Daily-use safety requires zero shortcuts.

Pathogen screens (Salmonella, E. coli, Staph), total plate counts, and yeast/mold.
Mycotoxin panels (e.g., aflatoxins) on susceptible botanicals.
Moisture-activity controls to protect stability over shelf life.

Microbiological quality control in a clean lab — All microbiological methods validated; lots on hold until release.

Banned substances

Clean sport by design.

Formula governance blocks WADA-prohibited or grey-market inputs.
Supplier attestation + targeted screens on at-risk SKUs.
Dedicated line-clearance SOPs between sport-adjacent runs.

Residual solvents

Efficient extraction, zero residue.

USP Class 1 excluded; Class 2/3 held below strict spec by GC-FID.
Natural extracts prioritized for low-solvent technologies.

Nutritional testing

What’s on the label stays in the bottle.

Potency confirmed at release and monitored on stability.
Degradation pathways modeled for heat, humidity, and light.
Serving claims tied to worst-case stability lots.

Ethical sourcing

Better inputs, better outcomes.

Supplier code of conduct covering labor, environment, and anti-corruption.
Preference for certified or audited operations (e.g., organic, Fair Trade) when material-appropriate.
Impact reviews during supplier onboarding and re-qualification.
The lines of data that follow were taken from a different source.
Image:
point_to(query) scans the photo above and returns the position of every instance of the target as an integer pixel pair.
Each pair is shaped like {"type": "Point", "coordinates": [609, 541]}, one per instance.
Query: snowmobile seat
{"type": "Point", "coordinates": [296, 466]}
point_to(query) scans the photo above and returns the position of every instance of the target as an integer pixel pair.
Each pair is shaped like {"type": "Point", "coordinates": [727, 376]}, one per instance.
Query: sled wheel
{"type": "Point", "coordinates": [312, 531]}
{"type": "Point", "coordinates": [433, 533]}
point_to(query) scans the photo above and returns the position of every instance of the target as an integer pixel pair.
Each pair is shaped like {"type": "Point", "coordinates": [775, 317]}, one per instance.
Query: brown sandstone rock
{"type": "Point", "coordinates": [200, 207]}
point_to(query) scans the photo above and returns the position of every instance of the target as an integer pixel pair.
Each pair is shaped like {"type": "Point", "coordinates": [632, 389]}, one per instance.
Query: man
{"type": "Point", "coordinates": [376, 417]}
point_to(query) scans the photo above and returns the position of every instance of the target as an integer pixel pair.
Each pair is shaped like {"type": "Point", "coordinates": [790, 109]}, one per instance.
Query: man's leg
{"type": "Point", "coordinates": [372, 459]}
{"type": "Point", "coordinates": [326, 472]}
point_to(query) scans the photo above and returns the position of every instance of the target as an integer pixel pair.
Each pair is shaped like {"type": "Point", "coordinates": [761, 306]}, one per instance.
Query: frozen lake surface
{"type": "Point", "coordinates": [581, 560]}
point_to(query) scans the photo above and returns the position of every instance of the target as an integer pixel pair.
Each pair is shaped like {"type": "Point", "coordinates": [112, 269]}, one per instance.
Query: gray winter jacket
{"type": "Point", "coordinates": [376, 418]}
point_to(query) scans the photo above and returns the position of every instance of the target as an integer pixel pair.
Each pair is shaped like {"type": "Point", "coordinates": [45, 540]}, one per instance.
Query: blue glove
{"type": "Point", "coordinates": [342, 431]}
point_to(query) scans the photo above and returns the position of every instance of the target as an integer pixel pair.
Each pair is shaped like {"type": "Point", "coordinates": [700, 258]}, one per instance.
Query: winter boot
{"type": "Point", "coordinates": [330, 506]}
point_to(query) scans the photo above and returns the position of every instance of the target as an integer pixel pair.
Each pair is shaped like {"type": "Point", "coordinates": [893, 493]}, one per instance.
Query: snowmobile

Traceability & lot control

Every unit knows where it came from.

ERP-linked lot codes from farm/fermenter to finished good.
Two-way recalls simulated annually; 4-hour trace targets.
Digital document rooms for audits and regulator requests.

Country-of-origin policy

Use the best from where it grows best.

Origin chosen for agronomy, extraction expertise, and supply-security.
Country-specific risks (adulteration, contaminants) drive extra testing.
Origin disclosed in spec sheets; changes require customer-facing notice for core SKUs.